A Solução Proposta: Um Bolo de Quatro Camadas
Para resolver estes problemas, os autores sugerem a construção de um "Modelo para ERS e Colaborações Académicas". Pense nisto como um bolo de quatro camadas onde não pode ter a camada superior sem a de baixo:

  1. A Camada de Base (Infraestrutura): Precisa de internet forte, ferramentas de nuvem e formação primeiro.
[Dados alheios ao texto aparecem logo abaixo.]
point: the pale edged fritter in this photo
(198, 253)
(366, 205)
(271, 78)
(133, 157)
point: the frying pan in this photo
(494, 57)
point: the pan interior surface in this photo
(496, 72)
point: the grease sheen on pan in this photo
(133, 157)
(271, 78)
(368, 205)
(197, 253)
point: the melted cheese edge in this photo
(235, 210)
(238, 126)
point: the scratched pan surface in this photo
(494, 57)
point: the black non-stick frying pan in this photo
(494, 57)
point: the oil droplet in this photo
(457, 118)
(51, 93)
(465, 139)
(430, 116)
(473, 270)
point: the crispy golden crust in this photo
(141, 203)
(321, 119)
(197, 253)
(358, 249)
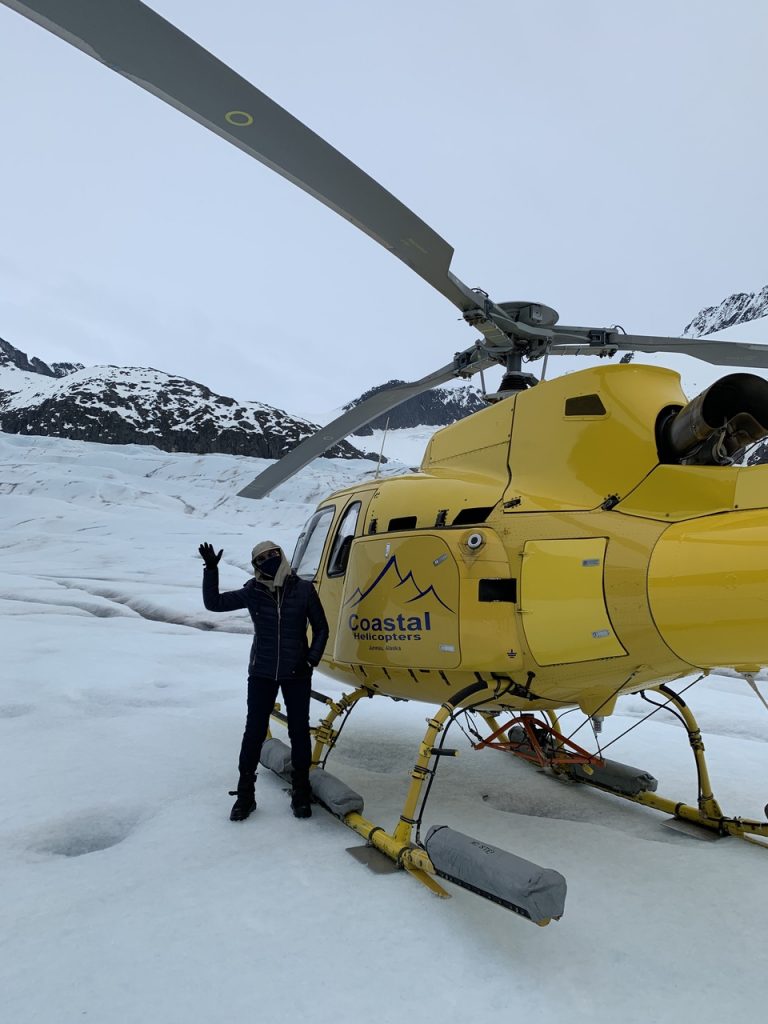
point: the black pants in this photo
(261, 696)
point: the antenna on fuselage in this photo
(381, 450)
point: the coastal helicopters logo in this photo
(403, 590)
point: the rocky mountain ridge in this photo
(139, 406)
(437, 408)
(736, 308)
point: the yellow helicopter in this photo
(578, 540)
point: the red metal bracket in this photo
(542, 744)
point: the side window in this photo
(337, 563)
(308, 551)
Sem isto, o bolo cai.
  2. A Segunda Camada (Governação): Precisa de regras e políticas claras para dizer às pessoas como partilhar com segurança.
  3. A Terceira Camada (Operações): Este é o trabalho real — comprar recursos em conjunto, utilizar plataformas partilhadas e formar comissões.
  4. A Camada Superior (Resultados): Este é o resultado delicioso: investigação conjunta, artigos coescritos e supervisão partilhada de estudantes.

O artigo conclui que, embora a África do Sul esteja a mostrar o caminho com a sua base e regras fortes, o Gana e o Egito precisam de investir mais dinheiro nas suas "estradas" e escrever melhores "livros de regras" para alcançarem o nível. Até lá, o potencial total destas bibliotecas digitais permanecerá trancado, e os estudantes e professores no seu interior terão de continuar a correr na lama em vez de correrem na pista.